Outside, on the surging pavements, a small boy cried: ‘Paper! Evenin’ paper!’ Then seductively: ’Kargus!’
‘What?’ I said, thinking my ears had cheated me.
‘Dekko! Kargus!’ said he. (’Look here! Paper!’)
‘Why on earth d’you say that?’
‘Because the men like it,’ he replied, and slapped an evening paper (no change for a penny) into the hand of a man in a helmet.
Who shall say that the English are not adaptable?

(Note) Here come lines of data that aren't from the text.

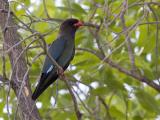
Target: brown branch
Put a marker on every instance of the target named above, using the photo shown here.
(128, 42)
(11, 38)
(123, 70)
(78, 113)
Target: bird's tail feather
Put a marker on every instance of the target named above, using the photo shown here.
(42, 85)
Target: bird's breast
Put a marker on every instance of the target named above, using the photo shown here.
(67, 55)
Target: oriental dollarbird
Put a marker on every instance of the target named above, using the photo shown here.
(62, 50)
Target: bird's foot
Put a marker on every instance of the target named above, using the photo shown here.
(60, 72)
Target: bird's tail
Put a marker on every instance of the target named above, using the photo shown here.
(43, 85)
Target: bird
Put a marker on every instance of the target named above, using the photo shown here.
(62, 50)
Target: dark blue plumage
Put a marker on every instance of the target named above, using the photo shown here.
(62, 50)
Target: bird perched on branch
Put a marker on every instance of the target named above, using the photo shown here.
(62, 50)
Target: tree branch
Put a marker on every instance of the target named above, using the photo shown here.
(11, 38)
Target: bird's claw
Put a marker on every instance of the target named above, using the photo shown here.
(60, 72)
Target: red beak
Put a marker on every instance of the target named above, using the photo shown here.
(78, 24)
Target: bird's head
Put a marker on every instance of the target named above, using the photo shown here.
(70, 26)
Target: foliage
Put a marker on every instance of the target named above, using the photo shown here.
(106, 92)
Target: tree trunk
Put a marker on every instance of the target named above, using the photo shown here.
(19, 78)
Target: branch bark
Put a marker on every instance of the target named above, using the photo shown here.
(19, 76)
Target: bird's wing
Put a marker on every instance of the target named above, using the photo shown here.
(49, 73)
(55, 50)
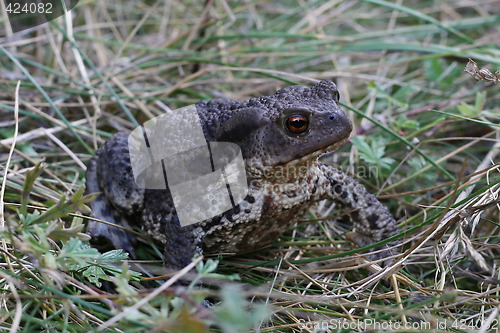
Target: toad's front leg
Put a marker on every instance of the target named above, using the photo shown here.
(371, 219)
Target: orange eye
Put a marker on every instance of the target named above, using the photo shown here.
(297, 124)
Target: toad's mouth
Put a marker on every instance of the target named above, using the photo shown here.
(315, 154)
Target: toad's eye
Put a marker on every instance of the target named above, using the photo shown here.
(297, 124)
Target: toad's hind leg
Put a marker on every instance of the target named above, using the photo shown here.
(109, 173)
(371, 219)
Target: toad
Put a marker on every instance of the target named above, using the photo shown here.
(281, 137)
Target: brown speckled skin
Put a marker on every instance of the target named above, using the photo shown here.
(284, 179)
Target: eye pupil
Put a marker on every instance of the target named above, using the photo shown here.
(297, 124)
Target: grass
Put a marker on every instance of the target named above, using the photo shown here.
(425, 142)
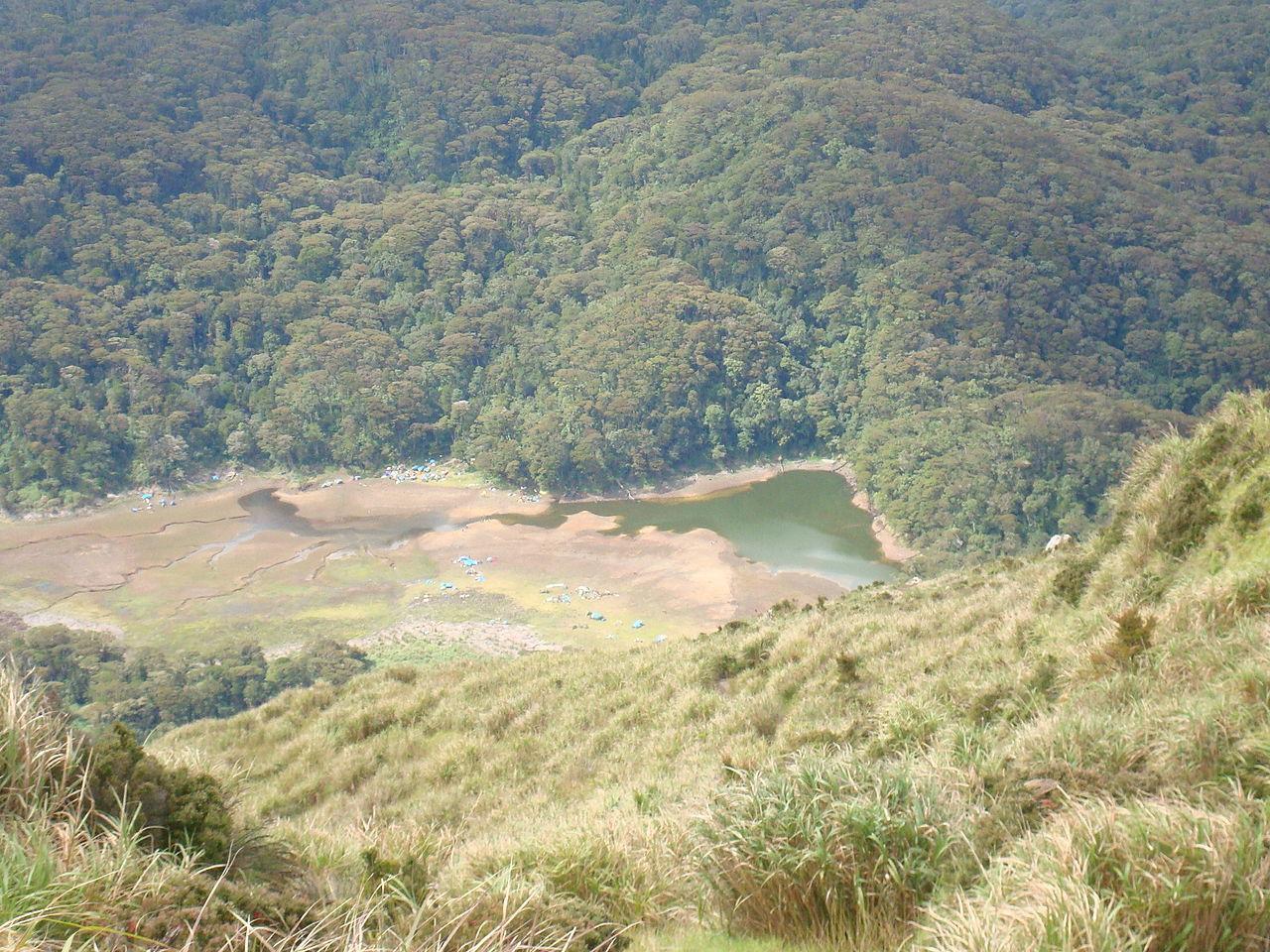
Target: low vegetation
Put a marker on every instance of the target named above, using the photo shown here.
(992, 760)
(146, 689)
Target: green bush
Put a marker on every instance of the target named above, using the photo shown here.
(825, 851)
(1248, 509)
(176, 806)
(1187, 517)
(1072, 576)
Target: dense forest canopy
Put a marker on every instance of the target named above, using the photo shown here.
(976, 248)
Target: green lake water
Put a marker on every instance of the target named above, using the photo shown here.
(798, 521)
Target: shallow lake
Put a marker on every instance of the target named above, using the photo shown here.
(797, 521)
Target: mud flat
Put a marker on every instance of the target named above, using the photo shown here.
(389, 563)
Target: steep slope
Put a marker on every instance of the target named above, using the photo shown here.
(592, 243)
(1066, 752)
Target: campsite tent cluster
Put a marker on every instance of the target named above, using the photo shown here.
(430, 471)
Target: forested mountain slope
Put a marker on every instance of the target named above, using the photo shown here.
(1062, 753)
(975, 250)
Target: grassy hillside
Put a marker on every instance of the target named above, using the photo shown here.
(1066, 752)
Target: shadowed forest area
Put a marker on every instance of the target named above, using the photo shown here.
(978, 249)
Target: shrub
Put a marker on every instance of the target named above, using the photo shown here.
(1072, 576)
(1248, 509)
(176, 806)
(825, 851)
(1132, 635)
(1187, 517)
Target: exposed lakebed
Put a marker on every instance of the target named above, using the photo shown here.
(259, 561)
(798, 521)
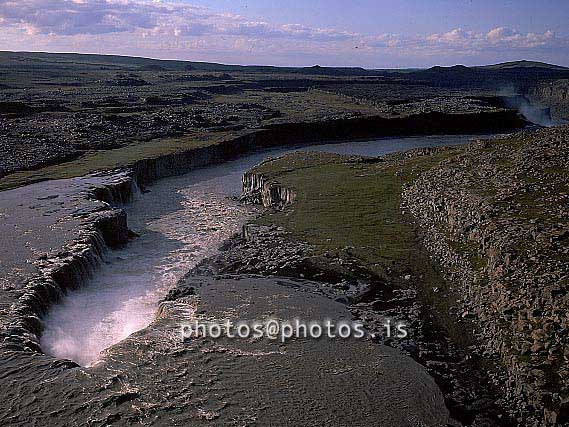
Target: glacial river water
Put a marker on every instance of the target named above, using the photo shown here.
(180, 221)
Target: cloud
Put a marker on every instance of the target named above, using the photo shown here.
(175, 29)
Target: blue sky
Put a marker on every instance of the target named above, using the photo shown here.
(373, 34)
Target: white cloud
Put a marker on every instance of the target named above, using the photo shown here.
(169, 28)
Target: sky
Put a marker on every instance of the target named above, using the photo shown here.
(367, 33)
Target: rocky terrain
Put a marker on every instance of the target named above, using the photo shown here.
(554, 94)
(466, 246)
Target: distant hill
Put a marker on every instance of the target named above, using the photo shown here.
(521, 74)
(36, 60)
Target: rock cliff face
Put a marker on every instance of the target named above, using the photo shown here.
(77, 257)
(495, 218)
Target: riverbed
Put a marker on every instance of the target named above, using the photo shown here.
(179, 221)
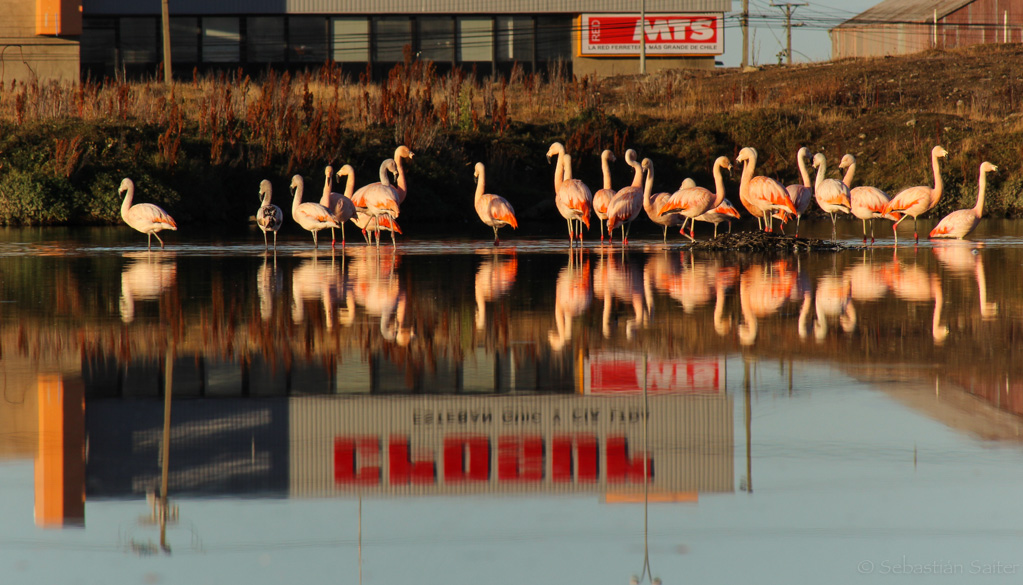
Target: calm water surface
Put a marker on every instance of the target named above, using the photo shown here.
(450, 412)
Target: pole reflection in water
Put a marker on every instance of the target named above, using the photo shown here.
(145, 277)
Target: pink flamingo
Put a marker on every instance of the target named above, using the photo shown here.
(960, 223)
(572, 196)
(803, 193)
(918, 200)
(627, 203)
(493, 210)
(269, 217)
(379, 198)
(340, 205)
(603, 196)
(832, 194)
(310, 216)
(695, 201)
(761, 194)
(865, 203)
(146, 218)
(722, 213)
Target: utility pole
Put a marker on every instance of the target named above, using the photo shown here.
(745, 19)
(789, 8)
(166, 12)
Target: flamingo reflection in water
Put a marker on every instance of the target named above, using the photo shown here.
(762, 291)
(834, 299)
(493, 280)
(144, 278)
(377, 289)
(915, 284)
(617, 279)
(963, 258)
(269, 283)
(573, 295)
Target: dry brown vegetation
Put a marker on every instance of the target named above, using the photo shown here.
(227, 128)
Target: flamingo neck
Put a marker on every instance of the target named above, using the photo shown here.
(978, 210)
(560, 172)
(938, 185)
(849, 174)
(718, 187)
(802, 171)
(606, 167)
(821, 170)
(327, 187)
(299, 187)
(479, 186)
(126, 205)
(401, 171)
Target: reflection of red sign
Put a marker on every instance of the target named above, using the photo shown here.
(468, 458)
(608, 374)
(619, 35)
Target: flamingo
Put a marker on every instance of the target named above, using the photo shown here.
(865, 203)
(721, 213)
(603, 196)
(917, 200)
(146, 218)
(832, 194)
(269, 217)
(695, 201)
(310, 216)
(494, 211)
(960, 223)
(369, 224)
(627, 204)
(340, 205)
(760, 194)
(803, 193)
(380, 198)
(572, 196)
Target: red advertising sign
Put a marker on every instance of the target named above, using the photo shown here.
(609, 374)
(667, 35)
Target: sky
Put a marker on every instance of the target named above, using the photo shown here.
(809, 43)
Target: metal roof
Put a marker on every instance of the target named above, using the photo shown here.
(902, 11)
(102, 7)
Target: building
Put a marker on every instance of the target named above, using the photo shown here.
(900, 27)
(40, 40)
(105, 38)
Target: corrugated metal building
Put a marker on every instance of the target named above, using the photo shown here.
(899, 27)
(124, 36)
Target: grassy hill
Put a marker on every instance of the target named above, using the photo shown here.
(202, 146)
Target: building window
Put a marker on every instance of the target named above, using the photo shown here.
(553, 38)
(391, 35)
(436, 38)
(221, 40)
(307, 39)
(184, 40)
(98, 40)
(265, 39)
(350, 40)
(515, 38)
(476, 39)
(138, 40)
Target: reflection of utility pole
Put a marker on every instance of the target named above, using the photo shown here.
(166, 12)
(789, 8)
(745, 19)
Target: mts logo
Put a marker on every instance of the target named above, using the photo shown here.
(676, 30)
(466, 458)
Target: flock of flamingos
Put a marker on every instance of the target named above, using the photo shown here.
(375, 207)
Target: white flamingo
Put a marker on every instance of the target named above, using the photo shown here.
(146, 218)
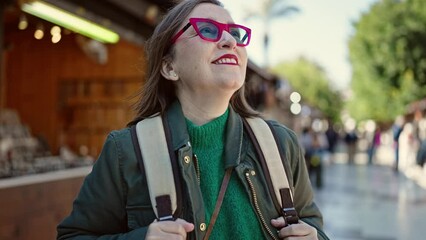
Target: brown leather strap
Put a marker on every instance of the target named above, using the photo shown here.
(219, 201)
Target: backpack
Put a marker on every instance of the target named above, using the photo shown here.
(149, 138)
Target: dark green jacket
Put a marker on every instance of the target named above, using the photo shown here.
(114, 203)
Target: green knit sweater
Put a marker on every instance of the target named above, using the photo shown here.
(237, 219)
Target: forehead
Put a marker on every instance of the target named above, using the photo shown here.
(211, 11)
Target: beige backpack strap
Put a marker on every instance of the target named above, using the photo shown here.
(269, 148)
(158, 168)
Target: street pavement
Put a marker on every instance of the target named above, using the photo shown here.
(370, 202)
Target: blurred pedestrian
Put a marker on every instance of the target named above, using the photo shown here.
(396, 130)
(351, 140)
(374, 144)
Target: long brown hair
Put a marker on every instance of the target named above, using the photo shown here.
(158, 93)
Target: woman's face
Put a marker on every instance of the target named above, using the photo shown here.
(209, 68)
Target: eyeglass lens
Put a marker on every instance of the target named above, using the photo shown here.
(211, 31)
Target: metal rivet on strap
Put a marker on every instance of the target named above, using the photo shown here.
(203, 227)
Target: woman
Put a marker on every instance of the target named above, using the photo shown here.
(196, 69)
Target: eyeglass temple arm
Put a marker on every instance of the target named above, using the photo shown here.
(180, 32)
(245, 37)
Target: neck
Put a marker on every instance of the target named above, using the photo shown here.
(202, 110)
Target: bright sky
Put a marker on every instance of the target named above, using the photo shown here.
(319, 32)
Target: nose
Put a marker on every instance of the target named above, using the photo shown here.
(227, 41)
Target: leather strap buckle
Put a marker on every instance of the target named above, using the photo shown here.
(290, 215)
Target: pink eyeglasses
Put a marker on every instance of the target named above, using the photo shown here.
(211, 31)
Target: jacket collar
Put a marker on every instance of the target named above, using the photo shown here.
(179, 134)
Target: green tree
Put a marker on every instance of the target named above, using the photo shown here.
(310, 80)
(268, 11)
(388, 56)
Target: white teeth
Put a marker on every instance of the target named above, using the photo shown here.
(226, 60)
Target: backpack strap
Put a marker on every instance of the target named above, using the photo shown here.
(262, 136)
(152, 141)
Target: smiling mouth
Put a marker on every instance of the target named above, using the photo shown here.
(230, 61)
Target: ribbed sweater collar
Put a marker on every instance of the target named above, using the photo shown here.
(211, 134)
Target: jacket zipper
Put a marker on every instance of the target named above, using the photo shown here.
(256, 204)
(197, 168)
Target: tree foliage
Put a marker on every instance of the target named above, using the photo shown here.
(388, 56)
(311, 82)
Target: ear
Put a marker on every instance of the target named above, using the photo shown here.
(167, 70)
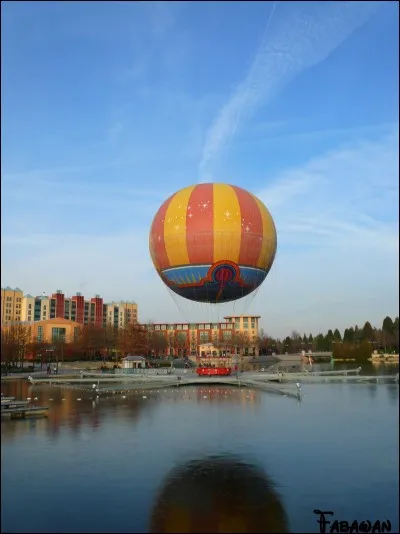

The car swam bonnet-deep through a mile of troops; and a mile up the road one could hear the deep hum of all those crowded streets that the cathedral bells were chiming over. It was only one small block of Anglo-India getting ready to take its place in the all-devouring Line.
SCREW-GUNS
An hour later at —— (Shall we ever be able to name people and places outright again?) the wind brought up one whiff—one unmistakable whiff—of ghi. Somewhere among the English pines that, for the moment, pretended to be the lower slopes of the Dun, there were native troops. A mule squealed in the dark and set off half-a-dozen others. It was screw-guns—batteries of them, waiting their turn also at the game. Morning showed them in their immaculate lines as though they had just marched in from Jutogh—little, low guns with their ammunition; very big English gunners in disengaged attitudes which, nevertheless, did not encourage stray civilians to poke and peer into things; and the native drivers all busied over their charges. True, the wind was bitter, and many of the drivers had tied up their heads, but so one does at Quetta in the cold weather—not to mention Peshawur—and, said a naik of drivers: ‘It is not the cold for which we have no liking. It is the wet. The English air is good, but water falls at all seasons. Yet notwithstanding, we of this battery (and, oh, the pride men can throw into a mere number!) have not lost one mule. Neither at sea nor on land have we one lost. That can be shown, sahib.’
Then one heard the deep racking tobacco-cough in the lee of a tent where four or five men—Kangra folk by the look of them—were drinking tobacco out of a cow’s horn. Their own country’s tobacco, be sure, for English tobacco.... But there was no need to explain. Who would have dreamed to smell bazar-tobacco on a south country golf links?